Software-Based Fault Tolerant Computing
Ubiquity, Volume 2005 Issue November | BY Goutam Kumar Saha
This paper describes how to design a software-based fault tolerant application using microprocessor (MP), in order to tolerate the burst errors in memory. This approach may be called a single -- version scheme (SVS). The SVS relies on a single version application program which is enhanced with self-checking code redundancy to tolerate memory burst errors that are difficult to correct during the run-time of an application. Conventionally, the other software based approaches can detect a few bit errors (in memory) only towards fail-stop kind of fault tolerance against transient bit errors.

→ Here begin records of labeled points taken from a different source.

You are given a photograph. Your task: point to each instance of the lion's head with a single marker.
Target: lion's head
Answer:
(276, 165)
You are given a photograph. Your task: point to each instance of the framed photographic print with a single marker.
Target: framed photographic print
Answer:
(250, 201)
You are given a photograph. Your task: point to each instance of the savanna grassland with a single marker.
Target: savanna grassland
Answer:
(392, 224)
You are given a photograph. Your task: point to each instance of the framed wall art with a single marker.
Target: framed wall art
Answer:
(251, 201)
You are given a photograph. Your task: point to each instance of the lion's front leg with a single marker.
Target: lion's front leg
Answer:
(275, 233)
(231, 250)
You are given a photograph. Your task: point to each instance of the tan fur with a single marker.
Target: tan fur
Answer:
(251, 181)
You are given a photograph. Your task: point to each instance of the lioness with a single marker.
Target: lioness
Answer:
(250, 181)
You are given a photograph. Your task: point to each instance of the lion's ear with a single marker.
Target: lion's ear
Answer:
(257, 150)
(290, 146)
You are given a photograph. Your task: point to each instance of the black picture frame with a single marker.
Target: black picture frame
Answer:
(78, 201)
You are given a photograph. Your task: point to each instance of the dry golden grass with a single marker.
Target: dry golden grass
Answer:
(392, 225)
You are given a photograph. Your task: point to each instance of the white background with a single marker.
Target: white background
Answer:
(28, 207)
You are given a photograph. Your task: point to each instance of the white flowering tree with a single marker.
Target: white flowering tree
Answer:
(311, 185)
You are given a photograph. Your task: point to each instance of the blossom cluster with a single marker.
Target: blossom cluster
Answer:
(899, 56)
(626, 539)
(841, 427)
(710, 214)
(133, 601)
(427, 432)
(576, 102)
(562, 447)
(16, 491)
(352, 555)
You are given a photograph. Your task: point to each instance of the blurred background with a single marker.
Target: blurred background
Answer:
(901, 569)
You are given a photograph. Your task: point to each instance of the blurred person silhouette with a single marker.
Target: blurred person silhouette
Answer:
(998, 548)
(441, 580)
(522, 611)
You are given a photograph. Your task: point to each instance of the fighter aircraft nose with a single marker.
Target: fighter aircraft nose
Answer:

Reed Solomon codes are mainly effective for burst errors in coding of audio Compact Disks at offline only. The proposed online technique does not need multiple versions of software and multiple machines. This approach employs only two copies of the application software running on one machine only. Two copies of the enhanced version version of an application are used here for online error detection and tolerance thereof as well. This is an effective low-cost online tool for hardening a microprocessor-based industrial computing system or for on-chip DRAM applications using an affordable code and time redundancy against the burst errors in processor memory. The SVS aims to provide a non-fail-stop kind of fault tolerance against burst errors. This approach supplements the Error Correcting Codes (ECC) in memory system also, against both the transient and permanent bit errors in memory.